Some ways to incorporate competition within your environment include:
- Keeping score. This is a simple way to encourage players to focus on ‘scoring goals’ and ‘stopping goals’, which are the starting points for the team tasks in NWSF’s game model. To logistically keep score more easily, consider using cones as a ‘scoreboard’. You may even get an injured player to assist with this.
- Designing games so that players have to earn the right to attack. A simple rule can be: if you score a goal, you get to restart the game with the ball (for example, from the goalkeeper). Another way to achieve a similar effect is in 1v1 arena, where the team that gets to attack with the ball, is the one who just scored.
- Use constraints/SO CHANGE IT to reward desired core actions. Examples of these include rewarding poacher goals with double points, or awarding penalties if a team completes a certain number of successful passes (this would encourage more pressing, as an example).

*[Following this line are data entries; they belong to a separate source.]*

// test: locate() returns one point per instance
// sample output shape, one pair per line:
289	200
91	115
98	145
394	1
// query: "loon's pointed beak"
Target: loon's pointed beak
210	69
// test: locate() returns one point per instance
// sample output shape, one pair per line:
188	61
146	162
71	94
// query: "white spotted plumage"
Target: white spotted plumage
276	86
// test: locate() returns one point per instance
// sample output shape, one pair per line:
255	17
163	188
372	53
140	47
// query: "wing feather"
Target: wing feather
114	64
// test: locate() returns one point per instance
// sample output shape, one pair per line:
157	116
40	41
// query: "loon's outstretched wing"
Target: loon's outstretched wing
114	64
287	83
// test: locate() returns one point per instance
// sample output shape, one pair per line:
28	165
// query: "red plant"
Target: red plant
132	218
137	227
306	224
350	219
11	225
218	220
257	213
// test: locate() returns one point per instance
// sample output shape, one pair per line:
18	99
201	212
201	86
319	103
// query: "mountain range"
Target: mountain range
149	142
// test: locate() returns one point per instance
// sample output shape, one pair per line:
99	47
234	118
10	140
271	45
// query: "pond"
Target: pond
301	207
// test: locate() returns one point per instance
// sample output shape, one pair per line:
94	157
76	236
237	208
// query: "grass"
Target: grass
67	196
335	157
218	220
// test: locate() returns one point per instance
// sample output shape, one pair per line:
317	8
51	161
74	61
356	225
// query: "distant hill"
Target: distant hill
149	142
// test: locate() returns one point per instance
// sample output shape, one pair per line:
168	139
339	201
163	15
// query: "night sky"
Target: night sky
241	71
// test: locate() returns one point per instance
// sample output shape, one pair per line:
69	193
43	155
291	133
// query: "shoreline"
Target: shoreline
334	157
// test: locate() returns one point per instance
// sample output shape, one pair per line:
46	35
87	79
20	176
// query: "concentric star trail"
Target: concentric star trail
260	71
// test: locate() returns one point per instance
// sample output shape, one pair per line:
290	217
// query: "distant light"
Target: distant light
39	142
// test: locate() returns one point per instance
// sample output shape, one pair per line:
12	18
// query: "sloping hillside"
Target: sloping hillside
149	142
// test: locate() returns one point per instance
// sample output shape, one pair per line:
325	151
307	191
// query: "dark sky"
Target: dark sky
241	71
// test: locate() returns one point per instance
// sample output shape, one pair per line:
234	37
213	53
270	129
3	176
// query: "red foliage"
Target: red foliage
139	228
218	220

- A particularly powerful constraint for competition is Time. This is evident, for example, when “last gola wins!” sees an increase in training intensity. Similarly, coaches should consider designing games with shorter periods of play, combined with shorter recovery periods. Keep score in each period, and then reset the score in each rest period.
- Organising teams so there is an ‘unfair’ advantage for one side (e.g. through creating an overload of numbers). This can encourage the underloaded team to work hard to succeed.

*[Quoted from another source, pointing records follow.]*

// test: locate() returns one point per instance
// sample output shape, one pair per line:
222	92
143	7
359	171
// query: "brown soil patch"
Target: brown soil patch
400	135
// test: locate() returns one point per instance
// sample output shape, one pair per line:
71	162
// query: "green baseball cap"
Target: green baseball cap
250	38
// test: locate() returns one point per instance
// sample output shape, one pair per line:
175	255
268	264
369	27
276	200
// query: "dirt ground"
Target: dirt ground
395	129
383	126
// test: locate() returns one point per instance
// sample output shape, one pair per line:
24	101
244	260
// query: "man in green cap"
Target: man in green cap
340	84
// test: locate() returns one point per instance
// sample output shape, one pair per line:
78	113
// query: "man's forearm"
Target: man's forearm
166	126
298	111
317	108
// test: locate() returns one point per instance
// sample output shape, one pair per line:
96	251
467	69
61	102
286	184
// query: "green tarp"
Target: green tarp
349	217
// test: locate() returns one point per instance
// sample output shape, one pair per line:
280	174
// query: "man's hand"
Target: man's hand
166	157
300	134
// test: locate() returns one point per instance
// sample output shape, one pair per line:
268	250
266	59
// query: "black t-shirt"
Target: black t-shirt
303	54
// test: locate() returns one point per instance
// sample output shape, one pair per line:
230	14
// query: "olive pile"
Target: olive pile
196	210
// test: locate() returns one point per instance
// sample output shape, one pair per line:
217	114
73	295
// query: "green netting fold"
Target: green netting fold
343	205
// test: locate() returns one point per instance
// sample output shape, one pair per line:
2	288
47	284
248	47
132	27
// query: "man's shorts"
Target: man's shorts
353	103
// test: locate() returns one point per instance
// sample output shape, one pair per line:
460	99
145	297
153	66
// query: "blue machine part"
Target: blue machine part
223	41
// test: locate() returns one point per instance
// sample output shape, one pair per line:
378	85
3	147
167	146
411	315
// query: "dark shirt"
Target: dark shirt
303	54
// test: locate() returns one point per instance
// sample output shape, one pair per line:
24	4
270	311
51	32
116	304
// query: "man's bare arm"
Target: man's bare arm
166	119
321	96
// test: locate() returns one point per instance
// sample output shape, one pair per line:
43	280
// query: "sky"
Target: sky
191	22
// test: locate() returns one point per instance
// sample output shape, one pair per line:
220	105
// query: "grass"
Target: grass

- Delivering sessions with an energetic tone of voice and enthusiastic body language. Players, especially younger ones, will typically respond positively to coaches ‘driving’ sessions in this manner.
When a team lose the ball in training, you will hear me, Jürgen or Pete screaming: ‘Go! Get it back! Don’t stop!’ It’s so loud they’ll even hear that in Manchester, haha. They have to understand why it’s so important
Pep Ljinders, when assistant coach of Liverpool
- A further idea is to create a ‘winners list’, wherein after the last game of a training session, each player of the winning team gets one point. Use this to create an individual competition within the team competition. An alternative scoring method can be number of goals scored, to encourage players to develop this X-factor.